46. Ikhlas?

2.4K 107 12
                                    

***

Nadia berdiri berdampingan dengan Raka yang sibuk bicara pada seorang wanita paruh baya. Nadia sengaja membiarkan pria itu memegang kendali karena percaya semuanya akan selesai dengan kemampuan 'merayu' yang dimiliki Raka sebagai pengacara. Ia sesekali tersenyum menoleh ke arah pria itu yang berhasil menggoda si wanita paruh baya sampai tergelak malu. Raka memang jago melakukan hal itu. Dasar pria penuh rayuan.

"Setelah urusan administrasinya selesai, saya dan Nadia akan kembali jemput Alesha, Bu." Raka menegaskan sebelum mengakhiri percakapan mereka.

Wanita berusia kira-kira setengah abad itu mengangguk sambil tersenyum. Mengulum senyum seperti siap melahap Raka setelahnya.

"Alhamdulillah, baik Pak, Bu. Saya nantikan kabar selanjutnya. Biar saya punya waktu memberi tau Alesha," katanya senang.

Raka mulai pamit diiringi Nadia yang juga mengikutinya di belakang setelah bersalaman.

"Kamu hanya tunggu 1-2 bulan. Aku akan mengurus hak asuh atas Alesha." Raka berjalan mendahului Nadia yang mengintil di belakangnya.

"Nggak bisa kalau sebulan, Rak?"

Raka menghela napas sambil menatap Nadia. Pria itu pura-pura menghitung dengan jari, kemudian menggeleng kepalanya ke kanan dan kiri.

"Kalo mau tertib, ya kudu sabar, Nadia. Aku juga harus teliti, kamu dan suamimu bisa membiayai Alesha sampai dewasa atau nggak?" Raka menatap gemas seperti ingin melahap Nadia. Sedangkan Nadia hanya tergelak dan mengangguk kecil.

Sampai di parkiran, Nadia mengeluarkan ponsel. Membuka satu aplikasi ojek online dan siap mengetik alamat pulang.

"Lho, nggak bareng aja?" Raka berdiri di depan pintu mobilnya. Bersiap membuka pintu tetapi urung.

"Nggak usah, Rak. Aku bisa-"

"Aku bisa dibantai suamimu kalau kamu pulang sendiri." Raka membuka pintu mobil untuk Nadia.

"Nggak enak, Rak. Kamu juga ada kerjaan lain, kan?" Nadia menolak halus.

"Naik atau aku lamain urusan administrasi hak asuh Alesha?" Raka mengancam dengan menaik turunkan kedua alisnya.

Nadia meringis geli. Kemudian mengangguk masuk ke dalam mobil Raka yang sudah terbuka.

"Dasar tukang ancam," sindirnya.

Raka hanya terkekeh-kekeh. Lalu berjalan memutar ke arah pintu kemudi. Pria itu duduk di kursi kemudi. Setelah memasang sabuk pengaman, ia menoleh Nadia. Memastikan wanita itu juga memasangnya dengan benar.

"Kamu pintar pilih anak. Alesha anak yang baik dan lucu." Raka sesekali menoleh ke arah Nadia disela-sela aktivitas menyetir.

Nadia mengusap pipi malu. Tergelak pelan. "Mas Adi yang memilihnya," sahut Nadia.

"Oh iya?" tanya Raka serius.

"Sejak Mas Adi pasang ventilator, suasana rumah jadi sepi. Kalo ada anak-anak kan jadi ramai. Begitu melihat Alesha minggu lalu, Mas Adi langsung suka. Jadi kupikir, Mas Adi akan senang kalau Alesha kami rawat bersama." Nadia mengusap pipi. Memalingkan pandangannya ke luar jendela. Mengingat kondisi terbaru suaminya.

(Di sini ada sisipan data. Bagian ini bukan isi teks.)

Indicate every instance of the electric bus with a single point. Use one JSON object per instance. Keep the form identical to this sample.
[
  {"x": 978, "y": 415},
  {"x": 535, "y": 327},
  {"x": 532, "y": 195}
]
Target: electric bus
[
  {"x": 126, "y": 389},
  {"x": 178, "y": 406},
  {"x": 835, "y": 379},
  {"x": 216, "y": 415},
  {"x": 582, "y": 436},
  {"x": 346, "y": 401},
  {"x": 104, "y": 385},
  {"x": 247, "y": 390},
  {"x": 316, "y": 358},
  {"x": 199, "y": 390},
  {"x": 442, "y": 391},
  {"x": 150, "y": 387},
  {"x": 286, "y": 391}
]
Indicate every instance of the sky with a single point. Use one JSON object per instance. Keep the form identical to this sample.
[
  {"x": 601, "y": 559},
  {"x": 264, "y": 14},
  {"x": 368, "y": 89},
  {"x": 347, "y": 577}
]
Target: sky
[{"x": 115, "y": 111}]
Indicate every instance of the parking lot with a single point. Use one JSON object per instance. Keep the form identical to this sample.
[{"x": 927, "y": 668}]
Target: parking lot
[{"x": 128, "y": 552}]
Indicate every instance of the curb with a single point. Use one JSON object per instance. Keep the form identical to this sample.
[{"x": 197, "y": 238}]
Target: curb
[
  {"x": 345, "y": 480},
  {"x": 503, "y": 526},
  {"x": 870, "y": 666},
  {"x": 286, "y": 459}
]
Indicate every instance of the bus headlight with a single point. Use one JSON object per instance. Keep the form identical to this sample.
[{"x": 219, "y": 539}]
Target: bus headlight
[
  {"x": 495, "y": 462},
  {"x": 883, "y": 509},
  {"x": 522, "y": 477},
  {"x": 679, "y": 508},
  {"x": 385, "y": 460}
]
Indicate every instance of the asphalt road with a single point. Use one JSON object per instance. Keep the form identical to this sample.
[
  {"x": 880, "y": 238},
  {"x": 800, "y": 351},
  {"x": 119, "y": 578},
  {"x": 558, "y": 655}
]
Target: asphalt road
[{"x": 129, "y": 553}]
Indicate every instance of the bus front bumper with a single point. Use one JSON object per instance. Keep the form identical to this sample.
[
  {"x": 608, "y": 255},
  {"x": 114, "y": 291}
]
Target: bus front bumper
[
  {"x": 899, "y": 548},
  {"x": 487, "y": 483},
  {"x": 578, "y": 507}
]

Raka agak canggung kembali bicara. Namun pria itu buru-buru berdeham memecah suasana.

"Nggak ada niat punya anak sendiri, Nad? Kudengar medis bisa membantu melakukannya sekarang."

Nadia menoleh kembali ke arah Raka. Memandangnya beberapa saat sebelum akhirnya tersenyum kecil.

"Untuk saat ini, aku hanya ingin fokus merawat Mas Adi," jawabnya serak.